PROPOSALS for a controversial £100m student village on Chester’s outskirts have been rejected by councillors.
The 2,300-bed complex and Steve Redgrave sports institute was proposed by Chester-based Bell Developments on green belt land between Blacon and Mollington.
The decision - by five votes to four - came this afternoon after the borough’s strategic planning committee visited the land, between Parkgate Road and Shelley Road and considered a 110 page report by area planning manager Mark Lynch.
Councillors also had a further 26 pages of additional information, including comments from agents for Bell Developments and The Redgrave Institute in response to Mr Lynch’s report.
Recommending refusal, Mr Lynch concluded the developers had failed to prove ‘very special circumstances’ needed to justify what is classed as ‘inappropriate development’ according to green belt policies.
He found the ‘speculative’ scheme did not have the explicit support of the University of Chester and future growth in university numbers was ‘insufficient’ to support a 2,300-bed scheme.
Other urban locations for student accommodation were in the pipeline and promises the student village would alleviate ‘studentification’ in the Garden Quarter were unsubstantiated.
Views of the historic city skyline would be harmed and no specific need had been identified for the Redgrave health and fitness centre.

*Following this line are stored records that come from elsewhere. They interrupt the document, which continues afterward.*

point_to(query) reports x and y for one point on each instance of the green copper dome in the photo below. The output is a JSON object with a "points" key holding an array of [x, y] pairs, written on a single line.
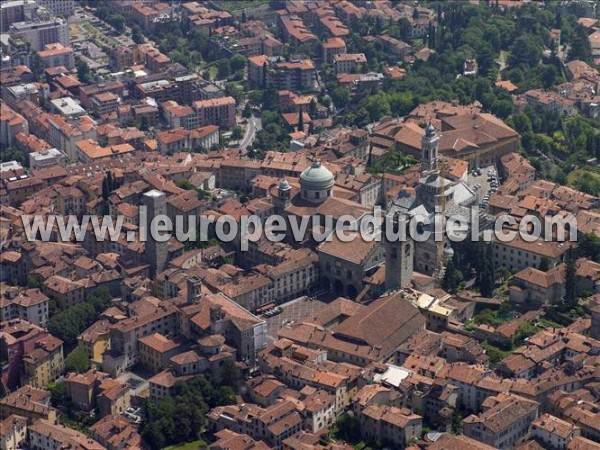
{"points": [[316, 177]]}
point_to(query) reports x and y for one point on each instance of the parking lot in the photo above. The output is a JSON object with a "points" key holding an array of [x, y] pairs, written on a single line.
{"points": [[292, 312], [487, 180]]}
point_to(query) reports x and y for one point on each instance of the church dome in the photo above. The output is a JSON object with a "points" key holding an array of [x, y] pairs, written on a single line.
{"points": [[316, 177], [429, 130]]}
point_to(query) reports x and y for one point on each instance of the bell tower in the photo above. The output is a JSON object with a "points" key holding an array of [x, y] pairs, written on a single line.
{"points": [[284, 195], [399, 252], [429, 148]]}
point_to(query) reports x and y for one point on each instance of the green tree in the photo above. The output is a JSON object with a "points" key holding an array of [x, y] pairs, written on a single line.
{"points": [[237, 133], [485, 271], [570, 300], [77, 361], [185, 184], [137, 35], [526, 51], [83, 72], [69, 323], [452, 277], [105, 188], [247, 112], [32, 282], [348, 428], [589, 246], [238, 62], [181, 417], [545, 264], [340, 97], [229, 374], [580, 45], [223, 68], [13, 154]]}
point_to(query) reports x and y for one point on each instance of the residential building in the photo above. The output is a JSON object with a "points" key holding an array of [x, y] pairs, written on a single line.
{"points": [[44, 363], [216, 111], [11, 124], [115, 432], [63, 8], [30, 305], [64, 291], [104, 103], [158, 317], [13, 432], [332, 47], [47, 158], [390, 426], [155, 351], [57, 54], [64, 135], [89, 150], [41, 33], [518, 254], [504, 423], [297, 75], [349, 62], [553, 432], [44, 435], [29, 402]]}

The developers believe the project would lead to economic benefits to the community of £270m.
They argue it would create more than 800 jobs in the five year build programme, 220 full time jobs and around 120 apprenticeships, designed for local people.

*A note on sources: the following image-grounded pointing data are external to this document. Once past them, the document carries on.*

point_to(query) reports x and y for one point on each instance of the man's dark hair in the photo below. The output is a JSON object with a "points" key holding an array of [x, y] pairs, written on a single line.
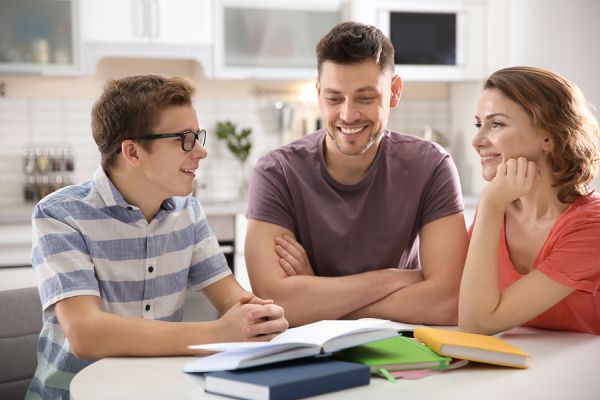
{"points": [[352, 42]]}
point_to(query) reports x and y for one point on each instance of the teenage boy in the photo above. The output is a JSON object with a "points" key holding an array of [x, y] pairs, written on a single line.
{"points": [[355, 220], [113, 255]]}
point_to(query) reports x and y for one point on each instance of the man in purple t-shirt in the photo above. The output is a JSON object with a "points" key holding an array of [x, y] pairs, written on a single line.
{"points": [[354, 220]]}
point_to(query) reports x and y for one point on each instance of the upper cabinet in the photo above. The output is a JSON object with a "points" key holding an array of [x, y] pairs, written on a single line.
{"points": [[180, 22], [271, 39], [39, 36], [177, 29]]}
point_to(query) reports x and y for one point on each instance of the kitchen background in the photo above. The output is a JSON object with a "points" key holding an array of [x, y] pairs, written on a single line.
{"points": [[55, 56]]}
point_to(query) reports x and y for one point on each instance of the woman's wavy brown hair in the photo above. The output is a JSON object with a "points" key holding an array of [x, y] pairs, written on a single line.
{"points": [[557, 106]]}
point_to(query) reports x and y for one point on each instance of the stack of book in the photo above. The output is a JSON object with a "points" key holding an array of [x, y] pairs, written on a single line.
{"points": [[297, 363]]}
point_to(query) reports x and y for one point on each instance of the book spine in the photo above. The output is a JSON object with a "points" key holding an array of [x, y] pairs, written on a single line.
{"points": [[423, 335], [326, 384]]}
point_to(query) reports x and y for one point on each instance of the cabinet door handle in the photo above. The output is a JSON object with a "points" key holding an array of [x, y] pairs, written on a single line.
{"points": [[154, 18], [138, 16]]}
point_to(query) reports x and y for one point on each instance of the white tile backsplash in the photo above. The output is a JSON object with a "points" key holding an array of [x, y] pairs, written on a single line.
{"points": [[67, 122]]}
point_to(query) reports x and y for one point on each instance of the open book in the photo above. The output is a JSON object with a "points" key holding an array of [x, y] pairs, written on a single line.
{"points": [[308, 340]]}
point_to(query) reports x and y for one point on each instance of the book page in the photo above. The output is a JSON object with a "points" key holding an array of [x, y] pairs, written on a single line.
{"points": [[315, 334]]}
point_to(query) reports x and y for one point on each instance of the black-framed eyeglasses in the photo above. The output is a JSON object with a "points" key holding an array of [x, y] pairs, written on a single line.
{"points": [[188, 138]]}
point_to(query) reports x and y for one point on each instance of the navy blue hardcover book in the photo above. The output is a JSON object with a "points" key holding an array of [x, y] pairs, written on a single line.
{"points": [[288, 380]]}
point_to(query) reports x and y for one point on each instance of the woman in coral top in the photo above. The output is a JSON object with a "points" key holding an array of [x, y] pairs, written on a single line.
{"points": [[534, 254]]}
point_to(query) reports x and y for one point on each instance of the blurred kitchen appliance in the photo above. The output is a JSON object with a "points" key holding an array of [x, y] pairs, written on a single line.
{"points": [[433, 40], [284, 113], [46, 169]]}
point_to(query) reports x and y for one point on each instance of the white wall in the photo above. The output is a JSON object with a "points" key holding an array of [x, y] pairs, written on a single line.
{"points": [[562, 36]]}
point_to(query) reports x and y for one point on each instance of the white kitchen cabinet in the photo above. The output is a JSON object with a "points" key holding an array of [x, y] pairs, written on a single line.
{"points": [[174, 29], [271, 39], [148, 21], [39, 37]]}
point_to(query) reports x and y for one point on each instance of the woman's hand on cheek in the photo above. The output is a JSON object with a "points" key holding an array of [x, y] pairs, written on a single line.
{"points": [[514, 179]]}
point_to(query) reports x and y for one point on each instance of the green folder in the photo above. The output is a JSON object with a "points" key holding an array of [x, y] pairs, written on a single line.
{"points": [[395, 354]]}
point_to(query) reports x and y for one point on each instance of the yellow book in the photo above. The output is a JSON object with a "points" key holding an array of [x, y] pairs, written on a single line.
{"points": [[471, 346]]}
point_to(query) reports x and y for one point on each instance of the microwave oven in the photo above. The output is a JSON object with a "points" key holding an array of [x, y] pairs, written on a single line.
{"points": [[434, 40]]}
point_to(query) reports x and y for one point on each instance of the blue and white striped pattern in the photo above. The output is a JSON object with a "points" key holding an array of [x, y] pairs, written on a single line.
{"points": [[89, 241]]}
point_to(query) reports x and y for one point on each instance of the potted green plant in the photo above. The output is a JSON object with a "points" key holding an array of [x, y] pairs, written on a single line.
{"points": [[239, 142]]}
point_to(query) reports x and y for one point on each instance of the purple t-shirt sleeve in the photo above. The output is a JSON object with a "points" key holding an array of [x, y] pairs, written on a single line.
{"points": [[443, 195], [269, 198]]}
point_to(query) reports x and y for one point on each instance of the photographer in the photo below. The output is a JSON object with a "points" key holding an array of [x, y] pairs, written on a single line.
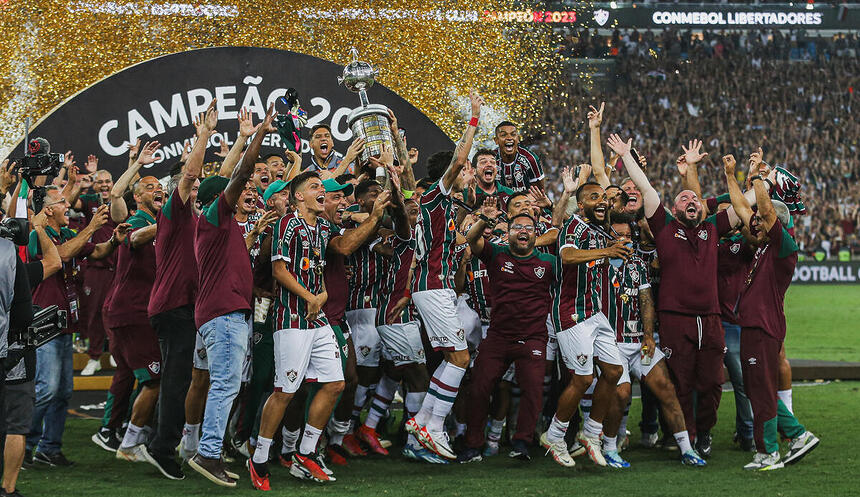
{"points": [[54, 371], [20, 364]]}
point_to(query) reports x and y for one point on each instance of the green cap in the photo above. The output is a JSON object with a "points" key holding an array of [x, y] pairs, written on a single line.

“Most importantly of course, it will provide outstanding accommodation and facilities in a purpose built, safe, secure and easily commutable student village and protect communities of Chester from the ‘studentification’ that has happened in the Garden Lane area,” the firm suggested.
Councillors agreed the development would be harmful to the purposes for including land in the green belt.
They accepted that due to its size and prominent location alongside a main road into the city, important views of historic buildings on the city’s skyline would be affected.
They also believed that what was said to be ‘a major incursion into the open countryside’ beyond the city’s built up area would affect the rural character of that part of the borough’s landscape and the amenities of residents in Blacon.
Objectors ranged from Mollington and Saughall and Shotwick Park parish councils, the CPRE, Chester Civic Trust and conservation advisers to
city MP Stephen Mosley and residents who put in more than 500 individual objections and a petition with almost 2,700 names.
There were also 53 letters in support together with 284 letters collected by the developers individually signed by Blacon residents.